1. 3/8 + 4/8 = 7/8 cup of sugar.
2. 7/10 - 4/10 = 3/10 liter of milk.
3. 5/6 - 1/6 = 4/6, which simplifies to 2/3 of the block.

Part 3: Recipe Adjustments

1. 3/4 - 1/3 -> 9/12 - 4/12 = 5/12 cup of milk.
2. 1/2 + 2/5 -> 5/10 + 4/10 = 9/10 cup of berries.
3. 7/8 - 1/2 -> 7/8 - 4/8 = 3/8 pound of flour left.

Part 4: The Main Course

1. 3 1/2 - 2 1/4 -> 3 2/4 - 2 1/4 = 1 1/4 cups left.
2. 2 2/3 + 1 1/2 -> 2 4/6 + 1 3/6 = 3 7/6, which is 4 1/6 cups total.
3. 1 3/4 - 1 1/8 -> 1 6/8 - 1 1/8 = 5/8 cup more is needed.

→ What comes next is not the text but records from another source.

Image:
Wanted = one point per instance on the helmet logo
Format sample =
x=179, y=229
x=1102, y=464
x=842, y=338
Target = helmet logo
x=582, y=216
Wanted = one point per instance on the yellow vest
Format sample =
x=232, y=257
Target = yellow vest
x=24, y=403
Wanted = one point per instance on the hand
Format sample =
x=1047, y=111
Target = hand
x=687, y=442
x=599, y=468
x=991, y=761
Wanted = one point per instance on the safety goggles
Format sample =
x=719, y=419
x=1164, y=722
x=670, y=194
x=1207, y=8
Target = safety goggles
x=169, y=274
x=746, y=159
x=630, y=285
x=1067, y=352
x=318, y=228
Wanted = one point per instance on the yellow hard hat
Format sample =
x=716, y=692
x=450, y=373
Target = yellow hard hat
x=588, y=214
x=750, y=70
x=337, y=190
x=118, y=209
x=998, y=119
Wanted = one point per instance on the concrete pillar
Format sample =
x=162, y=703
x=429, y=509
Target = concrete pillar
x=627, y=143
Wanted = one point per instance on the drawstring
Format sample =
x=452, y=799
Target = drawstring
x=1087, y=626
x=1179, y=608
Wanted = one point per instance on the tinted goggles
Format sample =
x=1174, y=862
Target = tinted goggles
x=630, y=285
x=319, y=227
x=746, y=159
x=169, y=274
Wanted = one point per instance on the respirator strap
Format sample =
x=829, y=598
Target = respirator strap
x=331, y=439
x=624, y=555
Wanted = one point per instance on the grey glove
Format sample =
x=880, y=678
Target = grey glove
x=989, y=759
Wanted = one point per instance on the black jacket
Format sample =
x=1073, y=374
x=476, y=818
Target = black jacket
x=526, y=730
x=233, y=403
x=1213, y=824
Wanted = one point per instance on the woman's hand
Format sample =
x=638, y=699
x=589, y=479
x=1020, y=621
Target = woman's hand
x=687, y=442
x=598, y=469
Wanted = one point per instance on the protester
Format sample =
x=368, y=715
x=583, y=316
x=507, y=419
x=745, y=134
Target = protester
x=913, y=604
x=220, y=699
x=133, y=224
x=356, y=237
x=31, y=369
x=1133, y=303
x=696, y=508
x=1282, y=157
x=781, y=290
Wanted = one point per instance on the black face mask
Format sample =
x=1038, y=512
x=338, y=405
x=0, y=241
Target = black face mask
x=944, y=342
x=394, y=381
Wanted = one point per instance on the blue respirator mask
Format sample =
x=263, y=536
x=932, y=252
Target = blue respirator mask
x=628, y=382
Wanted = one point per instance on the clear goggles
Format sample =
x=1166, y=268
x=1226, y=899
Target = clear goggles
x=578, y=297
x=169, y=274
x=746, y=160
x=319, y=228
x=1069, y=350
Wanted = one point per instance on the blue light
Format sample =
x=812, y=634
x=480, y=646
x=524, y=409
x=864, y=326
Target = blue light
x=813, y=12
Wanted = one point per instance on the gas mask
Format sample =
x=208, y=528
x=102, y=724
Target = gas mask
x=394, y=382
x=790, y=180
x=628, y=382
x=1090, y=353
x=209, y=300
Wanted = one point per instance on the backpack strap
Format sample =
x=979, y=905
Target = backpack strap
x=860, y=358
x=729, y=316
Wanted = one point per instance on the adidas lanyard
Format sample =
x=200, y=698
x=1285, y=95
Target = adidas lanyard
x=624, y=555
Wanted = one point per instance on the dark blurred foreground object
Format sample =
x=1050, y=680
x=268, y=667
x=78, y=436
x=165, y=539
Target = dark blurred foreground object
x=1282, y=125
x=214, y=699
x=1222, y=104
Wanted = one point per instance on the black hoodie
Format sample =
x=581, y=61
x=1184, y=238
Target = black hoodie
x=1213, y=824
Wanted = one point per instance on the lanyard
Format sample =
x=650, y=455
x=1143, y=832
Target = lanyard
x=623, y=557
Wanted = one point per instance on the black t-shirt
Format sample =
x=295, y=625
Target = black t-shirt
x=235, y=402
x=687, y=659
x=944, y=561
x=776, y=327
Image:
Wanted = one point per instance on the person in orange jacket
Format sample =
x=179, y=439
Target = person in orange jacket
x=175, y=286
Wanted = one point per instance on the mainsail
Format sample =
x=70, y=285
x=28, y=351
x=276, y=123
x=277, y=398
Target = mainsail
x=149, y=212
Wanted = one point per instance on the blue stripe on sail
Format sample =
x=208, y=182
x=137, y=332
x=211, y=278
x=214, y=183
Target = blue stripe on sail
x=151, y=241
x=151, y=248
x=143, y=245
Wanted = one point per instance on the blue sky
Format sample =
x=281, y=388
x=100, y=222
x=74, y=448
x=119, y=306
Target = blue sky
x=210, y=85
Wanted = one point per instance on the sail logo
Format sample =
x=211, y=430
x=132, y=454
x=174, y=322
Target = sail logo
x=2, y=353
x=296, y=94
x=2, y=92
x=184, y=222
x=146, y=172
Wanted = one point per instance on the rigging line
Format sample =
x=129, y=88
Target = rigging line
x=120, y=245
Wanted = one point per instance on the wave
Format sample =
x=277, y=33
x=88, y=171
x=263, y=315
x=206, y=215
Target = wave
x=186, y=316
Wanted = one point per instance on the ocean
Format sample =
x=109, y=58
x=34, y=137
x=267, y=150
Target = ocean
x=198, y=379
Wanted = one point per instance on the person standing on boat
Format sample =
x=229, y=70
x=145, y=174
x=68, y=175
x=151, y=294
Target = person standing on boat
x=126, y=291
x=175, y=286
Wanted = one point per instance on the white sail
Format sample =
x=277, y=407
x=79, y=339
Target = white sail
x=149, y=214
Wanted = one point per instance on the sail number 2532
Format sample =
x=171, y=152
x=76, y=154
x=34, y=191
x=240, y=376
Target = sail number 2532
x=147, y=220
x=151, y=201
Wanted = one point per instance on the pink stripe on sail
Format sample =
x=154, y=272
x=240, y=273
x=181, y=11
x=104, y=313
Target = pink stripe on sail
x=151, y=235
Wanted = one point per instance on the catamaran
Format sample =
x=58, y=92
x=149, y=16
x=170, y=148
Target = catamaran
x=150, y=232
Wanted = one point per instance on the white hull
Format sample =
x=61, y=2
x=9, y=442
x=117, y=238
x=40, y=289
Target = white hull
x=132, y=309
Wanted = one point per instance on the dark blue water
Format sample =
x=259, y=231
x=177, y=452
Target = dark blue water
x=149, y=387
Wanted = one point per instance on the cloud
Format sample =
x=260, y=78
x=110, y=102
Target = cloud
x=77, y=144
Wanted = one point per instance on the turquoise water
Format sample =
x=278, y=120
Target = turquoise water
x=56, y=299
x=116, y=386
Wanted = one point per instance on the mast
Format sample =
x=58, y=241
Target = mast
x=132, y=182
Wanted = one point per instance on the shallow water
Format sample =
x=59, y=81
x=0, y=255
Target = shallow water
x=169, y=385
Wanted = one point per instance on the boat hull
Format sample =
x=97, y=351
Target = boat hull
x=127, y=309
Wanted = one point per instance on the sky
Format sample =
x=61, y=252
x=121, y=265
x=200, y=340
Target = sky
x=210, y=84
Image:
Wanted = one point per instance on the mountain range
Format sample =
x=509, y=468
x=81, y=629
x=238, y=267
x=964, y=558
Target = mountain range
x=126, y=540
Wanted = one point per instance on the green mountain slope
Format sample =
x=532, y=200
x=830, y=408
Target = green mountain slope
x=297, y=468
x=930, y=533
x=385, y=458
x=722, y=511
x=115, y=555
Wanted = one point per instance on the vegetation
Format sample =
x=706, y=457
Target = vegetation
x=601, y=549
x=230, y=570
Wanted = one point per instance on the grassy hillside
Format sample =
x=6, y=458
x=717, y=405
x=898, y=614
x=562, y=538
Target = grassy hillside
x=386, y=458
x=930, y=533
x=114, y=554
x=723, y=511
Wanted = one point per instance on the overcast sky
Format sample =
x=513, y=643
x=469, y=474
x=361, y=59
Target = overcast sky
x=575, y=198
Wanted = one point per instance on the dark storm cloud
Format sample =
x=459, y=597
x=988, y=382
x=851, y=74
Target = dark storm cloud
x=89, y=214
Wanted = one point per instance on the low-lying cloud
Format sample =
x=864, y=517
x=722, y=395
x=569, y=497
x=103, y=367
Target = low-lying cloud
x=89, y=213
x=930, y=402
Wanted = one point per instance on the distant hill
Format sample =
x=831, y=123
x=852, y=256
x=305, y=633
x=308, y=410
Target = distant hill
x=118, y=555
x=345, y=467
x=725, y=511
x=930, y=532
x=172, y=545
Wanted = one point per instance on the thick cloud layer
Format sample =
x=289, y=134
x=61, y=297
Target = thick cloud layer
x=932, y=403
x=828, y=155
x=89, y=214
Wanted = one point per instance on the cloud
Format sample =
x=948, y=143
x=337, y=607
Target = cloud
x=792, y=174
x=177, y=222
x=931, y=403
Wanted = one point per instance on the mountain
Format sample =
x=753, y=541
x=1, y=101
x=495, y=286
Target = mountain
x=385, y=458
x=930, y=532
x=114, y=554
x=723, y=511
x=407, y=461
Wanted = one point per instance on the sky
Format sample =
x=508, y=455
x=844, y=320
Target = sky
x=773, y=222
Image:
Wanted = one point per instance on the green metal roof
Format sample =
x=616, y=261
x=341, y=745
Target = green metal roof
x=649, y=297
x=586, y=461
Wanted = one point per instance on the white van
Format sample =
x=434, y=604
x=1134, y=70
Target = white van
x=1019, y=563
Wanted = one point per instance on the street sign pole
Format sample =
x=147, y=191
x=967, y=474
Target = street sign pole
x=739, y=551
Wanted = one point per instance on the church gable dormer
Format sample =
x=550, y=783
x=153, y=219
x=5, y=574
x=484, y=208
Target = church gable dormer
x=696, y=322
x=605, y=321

Part 5: Optional Challenge

1. Step 1 (Total fruit): 1 1/2 + 3/4 + 2/3 -> 1 6/12 + 9/12 + 8/12 = 1 23/12 = 2 11/12 cups total. Step 2 (Amount left): 2 11/12 - 1 1/4 -> 2 11/12 - 1 3/12 = 1 8/12, which simplifies to 1 2/3 cups left.

2. The Mistake: The junior chef tried to subtract a larger fraction (5/6) from a smaller one (3/6) without regrouping (or "borrowing") from the whole number. You can't just have a negative fraction attached to a positive whole number like that. Correct Answer: Convert to improper fractions: 4 1/2 - 1 5/6 -> 9/2 - 11/6 -> 27/6 - 11/6 = 16/6, which simplifies to 8/3 or 2 2/3. (Note: The chef's final answer was coincidentally correct, but their method was flawed and would not work for other problems.)